Cet esprit de conseil est aussi revendiqué par Fondeco : « Mon objectif est que tout le monde soit content à la fin de la transaction, aussi bien le vendeur que l’acheteur », confie Nadège Perdrizat. « Pour moi, une bonne reprise, c’est quand l’acheteur repart confiant et que le vendeur tourne la page sereinement. C’est ce climat de confiance que je m’efforce de créer. »

 

Le soutien décisif de la FAE

Dans ce paysage complexe, la Fondation d’Aide aux Entreprises (FAE) joue un rôle souvent décisif. Elle intervient notamment dans les cas où les porteurs de projets n’ont pas les garanties suffisantes pour convaincre les établissements financiers. En offrant un cautionnement, en co-construisant un plan de financement ou en accompagnant les démarches de reprise, la FAE agit comme un catalyseur de projets locaux.

 

« Aujourd’hui, pour de petites structures, peu de banques acceptent de financer sans garanties extérieures », insiste Geraldo Zaccaria. Ce soutien s’appuie sur un travail préalable de qualité : les agents spécialisés, comme Transgate ou Fondeco, ont souvent déjà débroussaillé le dossier. Ils connaissent le marché, savent évaluer la valeur réelle d’un fonds, anticipent les objections des régies ou des bailleurs, et apportent des documents structurés. Lorsque les demandes arrivent à la FAE, elles sont souvent mieux préparées, ce qui accélère l’analyse et renforce les chances d’aboutir.

 

Cela permet non seulement à des initiatives entrepreneuriales de voir le jour, mais aussi de maintenir une activité économique de proximité dans des quartiers en mutation, de préserver des emplois et de redonner une deuxième vie à des établissements en difficulté.
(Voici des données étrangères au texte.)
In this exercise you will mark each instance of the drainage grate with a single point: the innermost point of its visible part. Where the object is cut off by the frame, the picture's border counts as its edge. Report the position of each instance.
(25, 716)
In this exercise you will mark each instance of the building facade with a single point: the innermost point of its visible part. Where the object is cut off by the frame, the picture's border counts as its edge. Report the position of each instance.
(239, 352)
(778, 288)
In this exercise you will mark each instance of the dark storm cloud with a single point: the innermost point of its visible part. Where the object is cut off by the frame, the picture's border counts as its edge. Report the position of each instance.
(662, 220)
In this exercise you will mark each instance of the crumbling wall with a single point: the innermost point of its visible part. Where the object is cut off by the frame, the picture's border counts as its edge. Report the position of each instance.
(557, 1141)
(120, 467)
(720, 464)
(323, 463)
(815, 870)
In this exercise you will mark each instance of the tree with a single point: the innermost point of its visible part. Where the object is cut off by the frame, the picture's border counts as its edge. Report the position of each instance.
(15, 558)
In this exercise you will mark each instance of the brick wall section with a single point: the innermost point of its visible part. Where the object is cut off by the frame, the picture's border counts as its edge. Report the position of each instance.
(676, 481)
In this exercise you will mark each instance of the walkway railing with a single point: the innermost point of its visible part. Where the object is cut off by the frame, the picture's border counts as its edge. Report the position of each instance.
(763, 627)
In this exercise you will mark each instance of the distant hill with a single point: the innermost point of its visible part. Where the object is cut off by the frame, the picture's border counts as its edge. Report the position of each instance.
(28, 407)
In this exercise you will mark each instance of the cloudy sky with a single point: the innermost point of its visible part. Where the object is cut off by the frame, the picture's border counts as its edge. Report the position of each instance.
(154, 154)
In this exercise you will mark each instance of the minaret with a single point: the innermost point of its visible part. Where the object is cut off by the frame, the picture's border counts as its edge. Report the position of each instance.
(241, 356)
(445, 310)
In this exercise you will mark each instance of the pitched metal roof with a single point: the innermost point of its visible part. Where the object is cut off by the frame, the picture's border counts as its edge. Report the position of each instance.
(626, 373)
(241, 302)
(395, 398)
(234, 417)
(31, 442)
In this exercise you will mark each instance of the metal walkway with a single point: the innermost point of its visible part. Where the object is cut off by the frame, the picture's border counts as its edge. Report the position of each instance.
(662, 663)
Pour bon nombre de repreneurs, le passage par la FAE fait ainsi toute la différence entre un projet resté sur papier et une activité réellement lancée.

 

Reprendre un fonds de commerce est donc loin d’être un acte anodin. C’est une opération qui implique des compétences multiples, des arbitrages, une vision stratégique et une bonne dose de réalisme. Pour les acheteurs comme pour les vendeurs, il s’agit d’un moment charnière dans la vie professionnelle. Mieux vaut, dès lors, être bien accompagné et bien préparé.